Aerospace manufacturer Blue Origin founder Jeff Bezos has posted the first-ever images of the fully-completed BE-4 liquid rocket engine on Twitter, giving the world a look at the technology that his company plans to use to send its New Glenn rockets to the moon and back.

On Monday, Bezos posted a photograph of a completely-assembled, upright BE-4, then followed that up with a second image of the engine sitting in its cradle, showing off the fruits of more than four years worth of R&D work for the very first time in a social media post with no fanfare.

According to Gizmodo, the New Glenn itself is still only in the planning stages – and, in fact, the facility where it will be built is currently in construction in Cape Canaveral. However, the plan is to ultimately use the massive rockets to ferry humans and goods to and from a lunar colony.

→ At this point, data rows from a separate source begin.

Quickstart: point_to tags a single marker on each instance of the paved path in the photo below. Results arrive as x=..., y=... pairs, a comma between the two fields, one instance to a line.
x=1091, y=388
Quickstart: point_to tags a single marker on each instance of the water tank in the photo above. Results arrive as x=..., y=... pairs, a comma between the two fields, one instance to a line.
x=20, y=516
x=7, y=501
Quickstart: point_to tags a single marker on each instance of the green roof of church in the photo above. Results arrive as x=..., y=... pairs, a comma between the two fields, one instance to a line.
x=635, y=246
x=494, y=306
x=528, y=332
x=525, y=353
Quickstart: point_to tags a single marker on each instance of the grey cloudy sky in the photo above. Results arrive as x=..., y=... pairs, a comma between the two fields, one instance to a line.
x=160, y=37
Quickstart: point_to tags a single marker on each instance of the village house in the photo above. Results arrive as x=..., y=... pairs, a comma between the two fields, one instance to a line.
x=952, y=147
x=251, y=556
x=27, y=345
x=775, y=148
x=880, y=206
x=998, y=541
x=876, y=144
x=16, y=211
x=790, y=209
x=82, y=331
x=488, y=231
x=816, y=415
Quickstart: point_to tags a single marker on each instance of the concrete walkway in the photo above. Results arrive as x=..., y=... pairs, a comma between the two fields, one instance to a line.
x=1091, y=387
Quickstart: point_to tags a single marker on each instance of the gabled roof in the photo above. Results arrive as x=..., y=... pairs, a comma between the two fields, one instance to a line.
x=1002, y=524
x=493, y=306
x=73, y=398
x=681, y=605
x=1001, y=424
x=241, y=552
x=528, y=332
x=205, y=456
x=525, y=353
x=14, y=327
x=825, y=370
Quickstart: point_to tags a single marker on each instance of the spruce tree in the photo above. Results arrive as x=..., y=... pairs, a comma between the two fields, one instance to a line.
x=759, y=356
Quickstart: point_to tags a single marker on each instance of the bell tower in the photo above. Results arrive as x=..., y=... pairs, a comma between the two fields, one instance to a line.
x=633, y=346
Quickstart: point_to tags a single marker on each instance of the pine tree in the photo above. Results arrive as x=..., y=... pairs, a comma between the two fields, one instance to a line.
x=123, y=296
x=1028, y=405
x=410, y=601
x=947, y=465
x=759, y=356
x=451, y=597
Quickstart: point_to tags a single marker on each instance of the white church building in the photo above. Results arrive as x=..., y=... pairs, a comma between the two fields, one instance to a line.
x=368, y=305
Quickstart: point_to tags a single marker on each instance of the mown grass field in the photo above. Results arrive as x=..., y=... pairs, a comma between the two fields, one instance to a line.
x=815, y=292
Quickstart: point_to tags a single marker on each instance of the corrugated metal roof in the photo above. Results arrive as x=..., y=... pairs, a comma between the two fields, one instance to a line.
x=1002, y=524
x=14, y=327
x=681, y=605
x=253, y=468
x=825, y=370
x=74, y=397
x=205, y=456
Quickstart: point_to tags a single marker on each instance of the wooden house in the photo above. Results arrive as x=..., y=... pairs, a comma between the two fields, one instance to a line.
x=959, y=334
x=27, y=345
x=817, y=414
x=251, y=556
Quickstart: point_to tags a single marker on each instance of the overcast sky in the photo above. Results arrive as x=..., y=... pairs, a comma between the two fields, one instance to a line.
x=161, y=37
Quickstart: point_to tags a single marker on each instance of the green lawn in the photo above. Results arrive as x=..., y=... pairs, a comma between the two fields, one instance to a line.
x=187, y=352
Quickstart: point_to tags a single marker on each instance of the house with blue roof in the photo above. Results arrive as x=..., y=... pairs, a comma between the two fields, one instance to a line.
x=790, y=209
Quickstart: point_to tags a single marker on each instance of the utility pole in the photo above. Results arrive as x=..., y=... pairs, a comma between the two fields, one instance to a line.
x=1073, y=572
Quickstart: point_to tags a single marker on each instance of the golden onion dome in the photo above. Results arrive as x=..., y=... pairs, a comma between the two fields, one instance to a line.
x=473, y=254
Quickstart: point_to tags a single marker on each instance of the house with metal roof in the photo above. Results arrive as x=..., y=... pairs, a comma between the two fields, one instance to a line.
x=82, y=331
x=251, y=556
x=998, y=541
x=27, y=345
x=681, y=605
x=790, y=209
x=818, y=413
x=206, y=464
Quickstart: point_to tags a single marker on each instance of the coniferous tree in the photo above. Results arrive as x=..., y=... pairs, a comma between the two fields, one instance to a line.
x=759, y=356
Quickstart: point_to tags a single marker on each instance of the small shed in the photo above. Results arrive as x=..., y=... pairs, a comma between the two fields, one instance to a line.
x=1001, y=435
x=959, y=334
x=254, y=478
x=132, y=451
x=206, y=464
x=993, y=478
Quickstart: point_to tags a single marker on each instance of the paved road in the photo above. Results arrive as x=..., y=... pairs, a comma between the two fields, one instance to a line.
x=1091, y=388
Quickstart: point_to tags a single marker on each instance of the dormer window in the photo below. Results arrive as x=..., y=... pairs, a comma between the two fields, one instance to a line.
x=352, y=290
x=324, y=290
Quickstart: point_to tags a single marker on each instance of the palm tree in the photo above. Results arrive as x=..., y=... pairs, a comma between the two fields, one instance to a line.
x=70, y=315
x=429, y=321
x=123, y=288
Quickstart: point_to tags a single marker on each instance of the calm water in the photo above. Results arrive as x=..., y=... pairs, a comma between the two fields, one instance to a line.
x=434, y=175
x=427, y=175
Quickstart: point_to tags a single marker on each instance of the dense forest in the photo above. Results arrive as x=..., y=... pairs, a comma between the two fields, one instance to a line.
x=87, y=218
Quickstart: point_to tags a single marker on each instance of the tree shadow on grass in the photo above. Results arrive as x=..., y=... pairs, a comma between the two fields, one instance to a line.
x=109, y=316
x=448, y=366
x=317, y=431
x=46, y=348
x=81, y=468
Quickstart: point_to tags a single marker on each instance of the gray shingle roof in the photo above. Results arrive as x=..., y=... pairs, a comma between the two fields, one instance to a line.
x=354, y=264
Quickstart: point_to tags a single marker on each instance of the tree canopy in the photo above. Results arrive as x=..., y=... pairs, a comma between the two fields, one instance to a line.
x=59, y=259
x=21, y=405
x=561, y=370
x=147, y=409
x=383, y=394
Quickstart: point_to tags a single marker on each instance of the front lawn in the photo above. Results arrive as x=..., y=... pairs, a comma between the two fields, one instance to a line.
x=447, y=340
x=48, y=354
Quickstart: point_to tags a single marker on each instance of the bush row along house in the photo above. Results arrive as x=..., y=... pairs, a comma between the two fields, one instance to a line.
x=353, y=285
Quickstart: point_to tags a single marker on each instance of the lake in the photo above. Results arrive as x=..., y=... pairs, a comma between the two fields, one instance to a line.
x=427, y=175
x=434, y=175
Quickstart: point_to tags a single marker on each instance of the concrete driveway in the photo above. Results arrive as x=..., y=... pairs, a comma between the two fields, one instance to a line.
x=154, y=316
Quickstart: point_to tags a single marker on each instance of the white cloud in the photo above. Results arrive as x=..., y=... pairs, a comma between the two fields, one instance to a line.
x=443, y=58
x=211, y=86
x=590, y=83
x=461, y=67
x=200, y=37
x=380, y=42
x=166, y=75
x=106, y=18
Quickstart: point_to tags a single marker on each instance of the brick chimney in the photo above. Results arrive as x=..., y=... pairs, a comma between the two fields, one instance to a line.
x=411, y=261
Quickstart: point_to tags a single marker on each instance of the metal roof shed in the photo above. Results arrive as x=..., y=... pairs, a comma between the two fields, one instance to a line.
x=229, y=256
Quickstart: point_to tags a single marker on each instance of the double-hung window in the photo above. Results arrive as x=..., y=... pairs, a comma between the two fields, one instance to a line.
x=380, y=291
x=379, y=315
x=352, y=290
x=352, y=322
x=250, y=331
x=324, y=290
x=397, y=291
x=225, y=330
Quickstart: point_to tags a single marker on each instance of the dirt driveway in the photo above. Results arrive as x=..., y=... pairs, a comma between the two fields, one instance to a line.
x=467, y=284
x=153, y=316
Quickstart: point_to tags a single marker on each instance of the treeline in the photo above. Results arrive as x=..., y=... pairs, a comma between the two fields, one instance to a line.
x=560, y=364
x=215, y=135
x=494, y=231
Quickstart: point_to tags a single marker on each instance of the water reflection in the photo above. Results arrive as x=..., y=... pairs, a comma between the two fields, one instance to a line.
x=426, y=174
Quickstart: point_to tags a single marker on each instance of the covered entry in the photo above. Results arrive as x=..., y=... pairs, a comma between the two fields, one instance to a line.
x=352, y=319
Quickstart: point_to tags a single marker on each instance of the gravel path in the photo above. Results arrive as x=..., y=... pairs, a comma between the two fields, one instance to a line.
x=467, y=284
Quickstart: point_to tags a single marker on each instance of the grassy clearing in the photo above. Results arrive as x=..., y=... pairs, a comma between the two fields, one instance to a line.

Those plans, disclosed in a seven-page document sent by the Amazon owner to US President Donald Trump and revealed last week by the Washington Post (which is also owned by Bezos), would involve building a lunar lander and eventually establishing an Amazon-like service that would ship cargo, habitats and experiments to a human settlement by mid-2020.

“It is time for America to return to the Moon – this time to stay,” Bezos told the newspaper via email in response to their inquiries. “A permanently inhabited lunar settlement is a difficult and worthy objective. I sense a lot of people are excited about this.”

Private-sector space race turns its focus to the lunar surface

First things first, however – Blue Origin still has to complete its BE-4 engines, which have been in development since 2011, according to The Verge. On its website, the company says that it will have the engines flight certified by the end of the year, and that it will be ready to fly by 2019.

Once completed, a pair of BE-4 engines will be able to provide a reported 1.1 million pounds of thrust, and the company said that they are 100% funded by the private sector, meaning that these boosters require no taxpayer dollars. The New Glenn, which will be available in both a 270 foot and a 313 foot variety, will use seven BE-4s on each of its first stages, The Verge noted.

Bezos’s revelation comes just days after SpaceX head Elon Musk announced that his company was planning to send a pair of space tourists to the moon by the end of next year, some 45 years after the completion of the last Apollo mission, using its yet-to-be-flown Falcon Heavy rocket.

Musk said that the unnamed individuals had already paid a “substantial” deposit and were in the process of training for the proposed voyage, which would take the duo 300,000 to 400,000 miles (480,000 to 640,000 km) from Earth to the moon and beyond, before their spacecraft was pulled back into the planet’s atmosphere by gravity and a parachute landing ended their journey.